There is no question that there will be a decreased number of new apartments available for sale in the market in coming years which, if completed stock demand levels remain strong, will lead to price appreciation.
To date, prices for apartments have not moved in step with the increases seen in development costs, despite the limited stock entering the market, but there are early signs that prices are beginning to move.
This should ensure adequate margins are achieved for our current projects as well as those that will commence this financial year. With our strong balance sheet and cashflow, and support from our banking and joint venture partners, we are able to commit to commencing projects without reaching the usual level of pre-sales and this is a major competitive advantage in the current market.
I wrote last year about the impacts caused by the COVID-19 pandemic and clearly they are still playing out and will continue to do so for several years.
The stalling of immigration and international travel caused by COVID-19 continues to impact on Finbar. Sales to foreign buyers have historically accounted for approximately 20 per cent of total sales and this market has now almost completely disappeared and remains uncertain into the future.
In the rapidly changing market however, there are green shoots from areas that were not previously anticipated.
The advent of the pandemic has seen many Australians living and working overseas wanting to return home. Perth in particular has seen many expats entering from overseas and this has contributed to the acute shortage of available rental properties.
The resulting low vacancy rates and increasing rental prices, in addition to the reduced supply of new stock as I discussed earlier, will put further pressure on property prices.
We expect returning Australians to continue to boost demand for housing and accommodation in coming years and this should help negate the negative impacts caused by the reduced number of foreign investors actively looking to purchase in Perth. Unfortunately, the foreign buyer duty that imposes an additional 7 per cent cost on this sector of the market, does not look like it will be revoked, and certainly continues to discourage foreign investment in this sector.
I am pleased to report that, at the time of writing, Finbar’s largest ever project Civic Heart in South Perth is progressing well with construction proceeding according to our expectations.
Large projects become more complex as the scale increases. The lead time and construction timetable take longer and there are a number of issues that make these projects more difficult than projects of a smaller scale. It is a reflection of how Finbar has grown over the years and the intellectual property and in-house expertise it has built that we were able to commit to this project with our joint venture partners and progress it to its current point where construction is well underway.
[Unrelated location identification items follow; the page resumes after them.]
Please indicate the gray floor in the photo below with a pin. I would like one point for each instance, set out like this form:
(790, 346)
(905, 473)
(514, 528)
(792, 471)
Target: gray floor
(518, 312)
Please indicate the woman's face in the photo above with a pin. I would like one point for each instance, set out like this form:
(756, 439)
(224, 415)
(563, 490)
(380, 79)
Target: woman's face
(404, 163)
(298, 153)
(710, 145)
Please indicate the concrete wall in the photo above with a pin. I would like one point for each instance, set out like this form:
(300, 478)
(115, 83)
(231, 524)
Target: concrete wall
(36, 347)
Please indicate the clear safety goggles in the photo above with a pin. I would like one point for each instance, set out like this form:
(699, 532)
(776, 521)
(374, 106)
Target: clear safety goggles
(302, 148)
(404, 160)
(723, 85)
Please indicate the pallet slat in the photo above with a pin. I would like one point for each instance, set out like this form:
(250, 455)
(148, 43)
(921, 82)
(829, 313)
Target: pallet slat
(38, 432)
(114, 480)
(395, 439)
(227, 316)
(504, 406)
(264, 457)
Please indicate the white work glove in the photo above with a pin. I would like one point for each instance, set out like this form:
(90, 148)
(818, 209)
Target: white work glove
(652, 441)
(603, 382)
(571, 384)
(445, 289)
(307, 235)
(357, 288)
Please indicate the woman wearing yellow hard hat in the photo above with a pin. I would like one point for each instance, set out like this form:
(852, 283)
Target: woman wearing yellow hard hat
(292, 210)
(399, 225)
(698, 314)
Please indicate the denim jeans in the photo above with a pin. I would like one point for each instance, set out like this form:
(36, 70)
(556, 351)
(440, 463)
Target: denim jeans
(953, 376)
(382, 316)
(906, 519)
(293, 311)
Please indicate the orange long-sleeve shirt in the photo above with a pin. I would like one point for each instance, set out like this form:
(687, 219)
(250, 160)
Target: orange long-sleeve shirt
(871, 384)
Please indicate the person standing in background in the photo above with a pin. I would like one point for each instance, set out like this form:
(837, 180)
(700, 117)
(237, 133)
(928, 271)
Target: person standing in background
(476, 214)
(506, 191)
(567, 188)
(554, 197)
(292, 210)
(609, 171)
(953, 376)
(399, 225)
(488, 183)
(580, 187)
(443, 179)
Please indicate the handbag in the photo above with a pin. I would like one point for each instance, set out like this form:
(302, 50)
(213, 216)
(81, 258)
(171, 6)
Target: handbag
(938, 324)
The pre-sales achieved at the project stand at more than $117 million which is testament to the quality of Finbar’s developments and a reflection of the trust and goodwill we have earned over the years from the West Australian market.
Civic Heart will be an outstanding apartment development within the local community, bringing great amenity and a range of food and beverage options. The sales to date show it is an extremely attractive proposition for a range of people with pre-sales reflecting buyers coming from many different areas.
As with Civic Heart, construction at Finbar’s Perth CBD Project – AT238 is also progressing well with the structure now reaching level three at the time of writing and with $21.1m in pre-sales secured.
We look forward to completing this project in the next financial year.
In closing, I want to take the opportunity to thank our sales agents, our builder – Hanssen, our joint venture partners and our banking partners for their ongoing support. I also want to thank all of our shareholders and look forward to working on your behalf with our senior management, as we focus on delivering our current and future projects to market.